すなわち、角型の基礎ブロック347上に丸柱型の据付突座348を一体にしたコンクリート内に支柱344を埋め込み固着してそれを3点配備するとともにこれらを地中梁355で相互連結してなるもので、津波流Xに対し埋め込み支柱であるので非常に強靭に抵抗するだけでなく図7の矢印のようにこれら津波流Xを分流化して脇に流す役目も果たす。右欄に示すように、据付突座348は角型でもよい。この場合、角稜は前に向けると分流化が確実になる。

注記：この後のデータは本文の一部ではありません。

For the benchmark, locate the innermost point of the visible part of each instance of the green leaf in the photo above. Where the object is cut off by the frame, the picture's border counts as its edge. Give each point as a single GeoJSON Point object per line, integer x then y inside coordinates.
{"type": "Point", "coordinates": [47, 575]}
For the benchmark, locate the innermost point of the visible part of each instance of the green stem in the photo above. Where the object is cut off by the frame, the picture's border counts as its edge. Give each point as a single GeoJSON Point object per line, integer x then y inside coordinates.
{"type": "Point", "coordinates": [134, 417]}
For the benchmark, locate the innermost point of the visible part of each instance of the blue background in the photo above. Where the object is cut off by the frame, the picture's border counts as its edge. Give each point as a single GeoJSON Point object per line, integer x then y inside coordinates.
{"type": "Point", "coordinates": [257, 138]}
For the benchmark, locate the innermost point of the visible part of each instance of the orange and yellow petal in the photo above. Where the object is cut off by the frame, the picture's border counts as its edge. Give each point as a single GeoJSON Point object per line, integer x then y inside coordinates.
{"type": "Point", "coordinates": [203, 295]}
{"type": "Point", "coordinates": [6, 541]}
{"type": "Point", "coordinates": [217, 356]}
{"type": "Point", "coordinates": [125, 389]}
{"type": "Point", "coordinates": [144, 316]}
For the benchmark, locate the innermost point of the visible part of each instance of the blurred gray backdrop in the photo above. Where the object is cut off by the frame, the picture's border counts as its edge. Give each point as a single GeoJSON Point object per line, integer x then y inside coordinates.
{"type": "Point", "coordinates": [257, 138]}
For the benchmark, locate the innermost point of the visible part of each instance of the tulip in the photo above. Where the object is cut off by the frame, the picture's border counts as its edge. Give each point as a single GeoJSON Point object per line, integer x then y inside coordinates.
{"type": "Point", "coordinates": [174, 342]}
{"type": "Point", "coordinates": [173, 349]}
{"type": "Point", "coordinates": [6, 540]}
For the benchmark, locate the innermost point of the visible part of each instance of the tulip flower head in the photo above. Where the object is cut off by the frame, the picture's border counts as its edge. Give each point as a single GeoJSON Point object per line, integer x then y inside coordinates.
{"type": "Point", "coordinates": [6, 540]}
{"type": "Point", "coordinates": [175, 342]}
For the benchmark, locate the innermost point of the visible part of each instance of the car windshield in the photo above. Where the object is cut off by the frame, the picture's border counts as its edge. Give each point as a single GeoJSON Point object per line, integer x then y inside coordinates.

尚、図8に示すように、平常時に支柱344の回りに腰を掛けて休めるようにしてもよい。すなわち、据付突座348を支柱344から半径R(40cm前後)のもとに少し広く伸ばすとともに高さhも座るに適した40cm前後に特定したものである。こうしてやや大き目に据付突座348を設定することで津波流Xの分流化作用も確実になる。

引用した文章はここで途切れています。